Let $\mathbf{p}_n=(p_1,p_2,p_3,p_4,p_5)^T$ and $p_i$ be the probability of having $i$ distinct coupons after opening $n$ boxes. $\mathbf{p}_1=(1,0,0,0,0)^T$ and $\mathbf{p}_n=A\mathbf{p}_{n-1}$ where $$
A=\begin{pmatrix}
0.2 && 0.8 && 0 && 0 && 0\\
0 && 0.4 && 0.6 && 0 && 0\\
0 && 0 && 0.6 && 0.4 && 0\\
0 && 0 && 0 && 0.8 && 0.2\\
0 && 0 && 0 && 0 && 1
\end{pmatrix}^T$$
The step I'm not sure about: the probability of getting the full of $5$ distinct coupons after opening exactly $n$ boxes is $0.2(0,0,0,1,0)\mathbf{p}_{n-1}$ as one have to have exactly $4$ distinct coupons after opening $n-1$ boxes and the $5$th will be different with probability $0.2$.
And the desired estimate is $0.2\sum\limits_{n=2}^\infty n(0,0,0,1,0)A^{n-2}\mathbf{p}_1$
Now I want to mention that $(A-I)$ based approach doesn't work as $|A-I|=0$ so we can't take $(A-I)^{-1}.$
So we have at least $3$ ways to finish the rest:
1. Get the diagonalization of $A$ then compute $A^n$ and explicitly then perform the summation.
2. When not considering $p_5$ the $A$ will be $4\times 4$ with eigenvalues $0.2,\,0.4,\,0.6,\,0.8$ so we can $(A-I)^{-1}$ now.
3. Let $A=D+B$ where $D$ is a diagonal matrix and $B^k=0$ for some $k$ and then use $(D+B)^n=\sum\limits_{k=0}^n {n\choose k}D^kB^{n-k}$ as it will have a constant anoumt of terms.

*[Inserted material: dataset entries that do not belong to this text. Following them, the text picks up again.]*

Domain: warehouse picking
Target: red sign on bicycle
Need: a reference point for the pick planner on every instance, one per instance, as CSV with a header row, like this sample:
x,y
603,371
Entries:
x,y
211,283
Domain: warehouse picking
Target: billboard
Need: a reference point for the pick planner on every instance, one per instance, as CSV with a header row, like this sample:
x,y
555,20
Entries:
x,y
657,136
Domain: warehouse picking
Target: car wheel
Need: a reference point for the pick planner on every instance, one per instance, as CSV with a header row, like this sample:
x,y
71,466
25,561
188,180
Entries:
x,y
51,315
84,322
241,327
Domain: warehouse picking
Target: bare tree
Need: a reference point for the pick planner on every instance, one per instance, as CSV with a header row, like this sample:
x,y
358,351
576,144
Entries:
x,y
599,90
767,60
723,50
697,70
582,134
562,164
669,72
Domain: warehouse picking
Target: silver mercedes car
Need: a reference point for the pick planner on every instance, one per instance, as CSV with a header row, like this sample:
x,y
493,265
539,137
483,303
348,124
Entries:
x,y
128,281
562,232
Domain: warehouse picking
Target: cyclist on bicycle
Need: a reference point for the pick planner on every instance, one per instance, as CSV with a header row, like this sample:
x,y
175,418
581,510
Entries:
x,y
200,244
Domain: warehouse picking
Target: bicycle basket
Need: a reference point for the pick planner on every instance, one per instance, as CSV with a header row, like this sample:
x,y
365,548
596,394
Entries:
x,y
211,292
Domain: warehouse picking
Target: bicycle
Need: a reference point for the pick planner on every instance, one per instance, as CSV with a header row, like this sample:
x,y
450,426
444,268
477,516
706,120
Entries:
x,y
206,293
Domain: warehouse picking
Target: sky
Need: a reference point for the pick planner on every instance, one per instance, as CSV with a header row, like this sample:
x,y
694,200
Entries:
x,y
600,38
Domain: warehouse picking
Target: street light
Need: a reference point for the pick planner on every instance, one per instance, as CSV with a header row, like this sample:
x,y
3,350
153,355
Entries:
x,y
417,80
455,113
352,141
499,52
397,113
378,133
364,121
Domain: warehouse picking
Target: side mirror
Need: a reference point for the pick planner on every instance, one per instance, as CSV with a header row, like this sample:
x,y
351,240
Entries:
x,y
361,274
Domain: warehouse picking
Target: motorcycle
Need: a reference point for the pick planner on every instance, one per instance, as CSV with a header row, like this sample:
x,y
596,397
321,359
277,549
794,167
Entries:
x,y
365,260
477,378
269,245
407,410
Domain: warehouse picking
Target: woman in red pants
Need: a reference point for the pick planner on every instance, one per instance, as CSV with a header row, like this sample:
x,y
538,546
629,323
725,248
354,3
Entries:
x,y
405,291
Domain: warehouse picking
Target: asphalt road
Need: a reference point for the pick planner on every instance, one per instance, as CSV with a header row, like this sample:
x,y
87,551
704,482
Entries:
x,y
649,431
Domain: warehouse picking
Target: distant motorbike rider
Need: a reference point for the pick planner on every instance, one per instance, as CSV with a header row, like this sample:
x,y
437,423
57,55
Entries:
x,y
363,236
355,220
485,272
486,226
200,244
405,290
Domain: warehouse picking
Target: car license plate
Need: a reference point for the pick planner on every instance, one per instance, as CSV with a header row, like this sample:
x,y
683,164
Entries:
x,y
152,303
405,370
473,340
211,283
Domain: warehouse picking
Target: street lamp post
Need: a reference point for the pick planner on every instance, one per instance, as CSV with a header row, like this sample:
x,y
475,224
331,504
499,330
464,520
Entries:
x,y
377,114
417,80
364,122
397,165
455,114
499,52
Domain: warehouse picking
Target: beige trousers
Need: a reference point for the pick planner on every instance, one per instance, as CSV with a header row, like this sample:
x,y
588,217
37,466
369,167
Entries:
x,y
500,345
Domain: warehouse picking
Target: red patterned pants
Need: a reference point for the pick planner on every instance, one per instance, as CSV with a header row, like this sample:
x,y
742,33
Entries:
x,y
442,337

I'd like to perform options $1.$ and $3.$
1. By performing explicit computations we get that $p_4(n)=-\frac{4}{5^n} + \frac{3\cdot 2^{2 + n}}{5^n} - \frac{4\cdot 3^{1 + n}}{5^n} + \frac{4^{1 + n}}{5^n}$ and the summation gives the right answer of $\frac{137}{12}$.